Have you come across any of the feminist reassessments of emo — stories about how women were marginalized in the scene as participants and also how the music often reduced them to objects?

I would say that I was never really that satisfied with the limited amount of women that were in the scene. Two of my favorite bands, Jejune and Rainer Maria, had women coleads. And I had women singing on all my records. But I’m not deaf. A lot of the bands that followed our era, they were like degraded copies every six months, where I and everybody thought it was almost like hair metal or something like that, costumes some of them put on. And the stories and the feelings beneath them were incidental. I didn’t relate to that. I think at that point it got pretty much, like, by the numbers and it was like, “O.K., you pick on a girl.”

Did you reject it in the moment?

Yeah. I felt like it was gross. I thought it was opportunistic. I thought it was degrading.

Were there bands you wouldn’t tour with?

Yes. And it bummed me out and it broke my heart a little. And in that time, beforehand but especially once I started to notice it, I made a rule of trying as often as possible to have a female-led band or a band with a woman in the band on tour with us.

You toured with Brand New. What was your reaction to the allegations against Jesse Lacey? [In November, the singer was accused of sexual improprieties by a woman who said he solicited nude pictures from her when she was a minor. He released a statement apologizing for his behavior without directly addressing the allegation. No charges have been filed.]
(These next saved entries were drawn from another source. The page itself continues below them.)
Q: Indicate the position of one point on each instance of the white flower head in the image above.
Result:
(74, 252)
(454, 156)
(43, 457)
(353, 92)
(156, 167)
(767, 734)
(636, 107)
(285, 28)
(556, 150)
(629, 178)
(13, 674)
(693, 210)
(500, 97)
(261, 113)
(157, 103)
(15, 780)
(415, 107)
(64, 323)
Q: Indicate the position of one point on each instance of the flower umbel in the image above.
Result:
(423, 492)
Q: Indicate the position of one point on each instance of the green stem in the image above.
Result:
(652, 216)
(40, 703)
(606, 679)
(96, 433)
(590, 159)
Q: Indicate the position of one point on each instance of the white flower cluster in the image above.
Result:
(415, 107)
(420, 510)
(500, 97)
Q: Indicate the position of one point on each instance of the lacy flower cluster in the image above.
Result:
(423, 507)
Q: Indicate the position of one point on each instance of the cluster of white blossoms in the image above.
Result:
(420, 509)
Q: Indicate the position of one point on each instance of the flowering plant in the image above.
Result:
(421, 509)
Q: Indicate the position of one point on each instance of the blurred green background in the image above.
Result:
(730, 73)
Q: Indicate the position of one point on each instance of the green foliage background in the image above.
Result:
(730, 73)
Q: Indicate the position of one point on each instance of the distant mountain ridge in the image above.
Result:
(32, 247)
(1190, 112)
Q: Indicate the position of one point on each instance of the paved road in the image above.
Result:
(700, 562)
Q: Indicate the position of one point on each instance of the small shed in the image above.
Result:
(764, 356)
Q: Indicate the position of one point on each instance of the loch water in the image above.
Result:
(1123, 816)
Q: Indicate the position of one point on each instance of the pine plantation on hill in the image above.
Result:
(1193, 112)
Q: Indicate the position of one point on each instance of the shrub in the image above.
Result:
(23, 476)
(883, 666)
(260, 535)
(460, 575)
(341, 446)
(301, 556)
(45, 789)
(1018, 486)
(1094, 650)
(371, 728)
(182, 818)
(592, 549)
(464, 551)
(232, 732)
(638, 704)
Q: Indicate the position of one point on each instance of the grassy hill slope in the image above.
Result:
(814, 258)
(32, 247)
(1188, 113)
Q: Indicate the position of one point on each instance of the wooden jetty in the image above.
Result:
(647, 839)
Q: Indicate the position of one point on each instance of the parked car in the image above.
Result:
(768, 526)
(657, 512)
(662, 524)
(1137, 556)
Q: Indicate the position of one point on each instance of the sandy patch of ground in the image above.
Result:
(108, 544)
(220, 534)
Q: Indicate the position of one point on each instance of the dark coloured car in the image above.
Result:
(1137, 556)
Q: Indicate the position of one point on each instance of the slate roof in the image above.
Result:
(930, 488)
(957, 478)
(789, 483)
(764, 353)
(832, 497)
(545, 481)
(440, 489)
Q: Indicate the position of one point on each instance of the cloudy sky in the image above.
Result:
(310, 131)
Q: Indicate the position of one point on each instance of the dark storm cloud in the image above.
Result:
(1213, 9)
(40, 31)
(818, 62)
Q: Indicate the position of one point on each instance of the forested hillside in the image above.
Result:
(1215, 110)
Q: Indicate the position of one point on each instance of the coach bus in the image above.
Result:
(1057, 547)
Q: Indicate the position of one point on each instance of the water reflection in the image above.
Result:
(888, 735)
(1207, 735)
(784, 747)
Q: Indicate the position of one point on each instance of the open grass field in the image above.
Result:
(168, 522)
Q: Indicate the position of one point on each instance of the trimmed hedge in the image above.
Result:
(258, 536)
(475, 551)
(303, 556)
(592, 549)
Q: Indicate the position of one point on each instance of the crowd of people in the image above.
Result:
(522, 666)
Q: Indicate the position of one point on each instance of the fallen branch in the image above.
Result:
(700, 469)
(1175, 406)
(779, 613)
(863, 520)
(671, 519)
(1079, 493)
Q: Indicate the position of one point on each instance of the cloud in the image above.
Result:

I think it is abhorrent, shocking.

Were you surprised by it?

I was surprised by it, because in this case, I never saw anything that would indicate that. I haven’t spoken to Jesse about it, as we haven’t really spoken that much in years. As part of the scene — I don’t mean outside of it being a band they looked up to, I mean being one of the kids in it — I don’t know how to not be offended by it. First, I was a fan in that scene, then I was somebody that people were fans of. I remained a fan in that scene too. We had a trust.

There was a morality to it.

I felt that’s what made us different than other scenes. We were the answer to the rock ’n’ roll cliché, I thought.

Have these topics been an active subject of conversation between you and your peers?

Well, between me and my friends.

What about people who are in the scene in some form or another?

No, it seems uncomfortable when I’ve tried to talk to some of them about this. They seem as concerned, but I think that nobody knows how to come to grips with the idea that our scene was a place that something like this could happen. It’s shameful. I don’t want to believe that my part of the circle of fans were treated that way or felt that way at shows. I feel like we’re there to take care of each other.

That’s what the ethics of a scene really should be.

Like if I see a fight break out, I’ll stop the show and say, “Stop the fight. Is everyone O.K.?” It’s our responsibility — not just the bands, anybody that’s proactive in the scene — it’s our collective responsibility to say, in all situations, “Are you O.K.?” I just didn’t know I had to say it about this stuff. I didn’t know.